South Africa’s 4th Wave, Fueled by Omicron, Passes Quickly
South Africa’s wave of infections from the COVID-19 omicron strain passed quicker than previous waves, without a dramatic rise in deaths, the government announced in late December.
Scientists say that could be welcome news to other areas battling the variant, which is highly transmissible but does not attack the lungs as aggressively as previous strains. However, omicron has also spawned dozens of mutations and experts are warning people to remain vigilant.
The variant was first detected in Botswana in November and has since spread to at least 22 African nations.
“The speed with which the omicron-driven fourth wave rose, peaked and then declined has been staggering,” Fareed Abdullah of the South African Medical Research Council said in a New York Times report. “Peak in four weeks and precipitous decline in another two. This Omicron wave is over in the city of Tshwane. It was a flash flood more than a wave.”
Dr. Angelique Coetzee, one of the first doctors to treat patients with omicron in South Africa, reported that most omicron patients suffered less severe symptoms, such as fatigue, night sweats and muscle pain.
“I’ve treated personally over 600 delta variants, so I’m quite familiar with the clinical symptoms and the disease progression with delta,” Coetzee told CNN. “Immediately, this was not the same.”
She added that omicron may accelerate COVID-19’s classification from the pandemic stage to the endemic stage as people develop natural immunity by contracting omicron without knowing they had it.

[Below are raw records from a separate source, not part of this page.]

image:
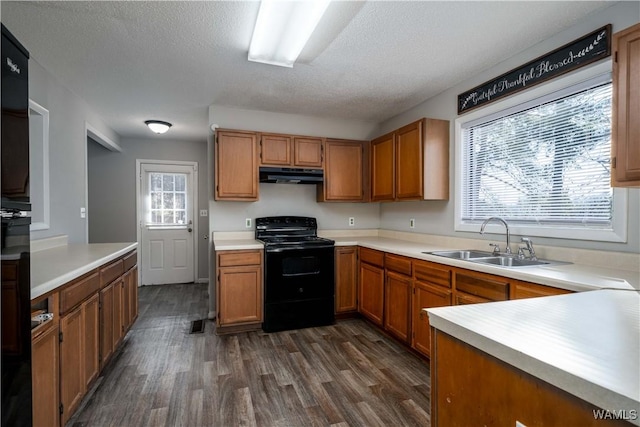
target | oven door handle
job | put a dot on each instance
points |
(296, 248)
(312, 273)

A pandemic is an epidemic that spreads to several countries or continents and typically sickens large numbers of people, according to the U.S. Centers for Disease Control and Prevention. An endemic disease is one that is consistently present in a specific region.

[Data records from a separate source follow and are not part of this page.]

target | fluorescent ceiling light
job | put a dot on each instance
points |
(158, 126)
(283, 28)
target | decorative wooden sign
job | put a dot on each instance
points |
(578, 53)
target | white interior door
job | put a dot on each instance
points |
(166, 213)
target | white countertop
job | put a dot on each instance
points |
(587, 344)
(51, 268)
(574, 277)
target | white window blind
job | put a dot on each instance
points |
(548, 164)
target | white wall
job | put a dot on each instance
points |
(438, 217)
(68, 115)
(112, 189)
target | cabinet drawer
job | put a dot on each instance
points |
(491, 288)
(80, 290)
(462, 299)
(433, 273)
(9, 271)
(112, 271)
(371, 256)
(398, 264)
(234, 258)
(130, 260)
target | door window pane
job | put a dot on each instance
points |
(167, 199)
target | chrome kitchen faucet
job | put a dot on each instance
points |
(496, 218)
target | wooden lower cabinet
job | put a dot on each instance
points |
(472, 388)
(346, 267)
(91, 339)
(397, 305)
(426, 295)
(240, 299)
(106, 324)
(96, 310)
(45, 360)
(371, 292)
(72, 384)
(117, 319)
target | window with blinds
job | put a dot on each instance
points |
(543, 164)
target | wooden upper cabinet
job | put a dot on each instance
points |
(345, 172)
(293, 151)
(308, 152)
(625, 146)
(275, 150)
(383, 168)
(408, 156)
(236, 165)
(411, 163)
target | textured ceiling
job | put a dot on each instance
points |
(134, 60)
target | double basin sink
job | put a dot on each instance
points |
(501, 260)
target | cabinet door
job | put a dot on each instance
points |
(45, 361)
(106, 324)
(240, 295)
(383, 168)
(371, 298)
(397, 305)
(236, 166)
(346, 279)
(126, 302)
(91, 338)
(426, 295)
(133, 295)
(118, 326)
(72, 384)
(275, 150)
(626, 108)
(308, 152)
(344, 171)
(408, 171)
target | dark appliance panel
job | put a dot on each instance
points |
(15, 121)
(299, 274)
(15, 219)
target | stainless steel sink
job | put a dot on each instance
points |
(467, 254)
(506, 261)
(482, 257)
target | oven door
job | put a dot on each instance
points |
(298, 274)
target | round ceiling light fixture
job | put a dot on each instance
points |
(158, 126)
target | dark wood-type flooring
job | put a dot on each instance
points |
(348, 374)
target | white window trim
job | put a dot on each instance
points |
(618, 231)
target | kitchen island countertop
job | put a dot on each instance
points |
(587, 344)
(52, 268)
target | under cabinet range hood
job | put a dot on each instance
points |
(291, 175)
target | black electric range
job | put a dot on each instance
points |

Alan Winde, premier for the Western Cape, said during a digital conference in early January that health officials expected a “consistent decline” in omicron cases in the coming weeks.
“While the number of cases and test positivity rate exceeded the second and third wave peak, respectively, hospitalizations were lower and deaths remained notably low,” Winde said in a report by South African news website Independent Online.

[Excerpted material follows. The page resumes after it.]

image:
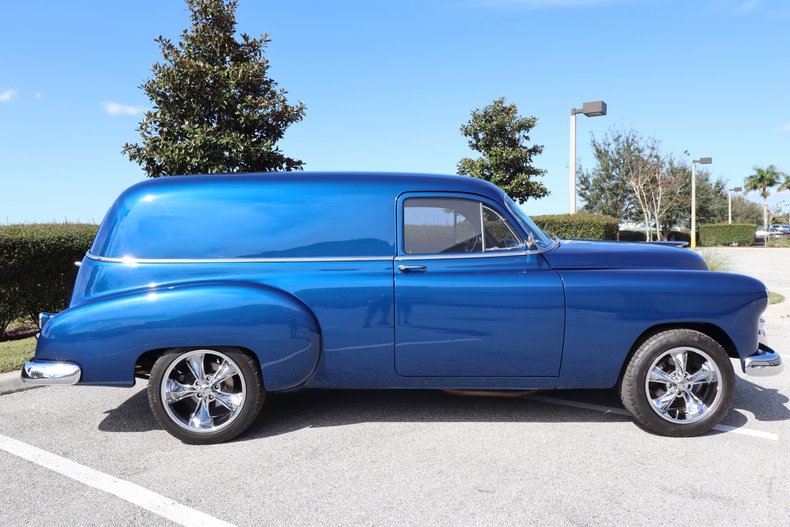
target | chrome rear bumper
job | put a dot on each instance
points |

He added that the province’s health system maintained adequate response capacity throughout the fourth wave, and none of its field hospitals had to reopen.
In response to the fourth wave passing, South Africa’s government lifted its nationwide curfew, increased the number of people allowed to gather to 1,000 indoors and 2,000 outdoors, and allowed alcohol-serving establishments to stay open past 11 p.m., if they are properly licensed. People are still required to wear masks in public.
“While the omicron variant is highly transmissible, there have been lower rates of hospitalization than in previous waves,” South Africa’s Department of Health said in a statement. “This means that the country has a spare capacity for admission of patients even for routine health services. There is a marginal increase in the number of deaths in all the provinces.”